Mr. Weiss says that could not be farther from the truth, calling Mr. Biden’s assertion nothing more than a conspiratorial “house of cards.” 

“Former President Trump is not the President of the United States,” Mr. Weiss’ office said in response to Mr. Biden’s accusations. “The defendant fails to explain how President Biden or the Attorney General, to whom the Special Counsel reports, or the Special Counsel himself, or his team of prosecutors, are acting at the direction of former President Trump or Congressional Republicans.”

Mr. Biden has in recent months thrown everything at the wall to try and have the charges against him thrown out. He has said a plea agreement signed by prosecutors last year is still in effect, argued that Mr. Weiss was unlawfully appointed, and claimed that his gun purchase while addicted to drugs is actually permissible under an originalist understanding of the Second Amendment. 

Mr. Biden also recently compared himself to the persecuted children of historical figures in Europe. 

“To be sure, children of politically powerful individuals enjoy great privilege, but they often become the targets of animus for that very reason,” Mr. Lowell writes in one court filing. “History is replete with children of political figures being abducted and assassinated literally (e.g., murder of Romanov children by Russian revolutionaries) or figuratively (e.g., Odysseus murdering the son of Crown Prince Hector when sacking Troy). Regrettably, political attacks on the children of politicians to harm or influence their parents are not uncommon in America either.”

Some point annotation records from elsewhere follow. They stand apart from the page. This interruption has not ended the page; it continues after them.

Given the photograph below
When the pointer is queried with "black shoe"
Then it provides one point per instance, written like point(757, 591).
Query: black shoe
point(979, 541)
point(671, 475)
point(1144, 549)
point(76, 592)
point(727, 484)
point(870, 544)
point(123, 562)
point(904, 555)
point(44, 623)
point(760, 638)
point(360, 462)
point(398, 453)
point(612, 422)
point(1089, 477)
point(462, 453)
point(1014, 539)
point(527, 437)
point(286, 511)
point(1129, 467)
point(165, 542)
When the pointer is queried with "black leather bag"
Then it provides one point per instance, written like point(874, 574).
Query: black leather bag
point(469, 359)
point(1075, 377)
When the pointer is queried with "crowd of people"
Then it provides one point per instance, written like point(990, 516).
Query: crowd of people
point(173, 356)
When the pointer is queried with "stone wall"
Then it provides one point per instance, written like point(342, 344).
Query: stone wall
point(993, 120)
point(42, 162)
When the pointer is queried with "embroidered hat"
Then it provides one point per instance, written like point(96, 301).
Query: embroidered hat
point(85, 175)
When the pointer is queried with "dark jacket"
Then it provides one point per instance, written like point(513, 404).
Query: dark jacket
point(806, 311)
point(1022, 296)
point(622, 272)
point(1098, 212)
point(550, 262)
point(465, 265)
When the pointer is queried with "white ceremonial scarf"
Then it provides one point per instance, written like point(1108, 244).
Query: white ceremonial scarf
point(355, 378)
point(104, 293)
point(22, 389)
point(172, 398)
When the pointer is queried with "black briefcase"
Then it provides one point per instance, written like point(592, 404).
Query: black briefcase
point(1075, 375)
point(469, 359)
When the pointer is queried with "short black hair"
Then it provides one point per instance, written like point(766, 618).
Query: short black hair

Mr. Lowell’s argument that Mr. Weiss was not lawfully appointed as special counsel also received a sharp rebuke from the prosecutors. Mr. Lowell had argued that special counsel laws require that the appointee come from “outside” of the government, and Mr. Weiss cannot serve because he is currently the United States Attorney for Delaware. 

“For 150 years, the Attorney General has had plenary authority to empower one of his officers to litigate particular cases in federal court,” Mr. Weiss says. “Defendant offers no persuasive reason as to why that authority has not been properly exercised here.”

Mr. Weiss’ office dropped these myriad defenses of the prosecution just two days before discussions about trial schedules are set to begin. The prosecution and defense teams will have a conference call with the presiding federal judge on Wednesday to set a date for the gun purchase trial, so long as the jurist does not dismiss the indictment based on Mr. Lowell’s arguments.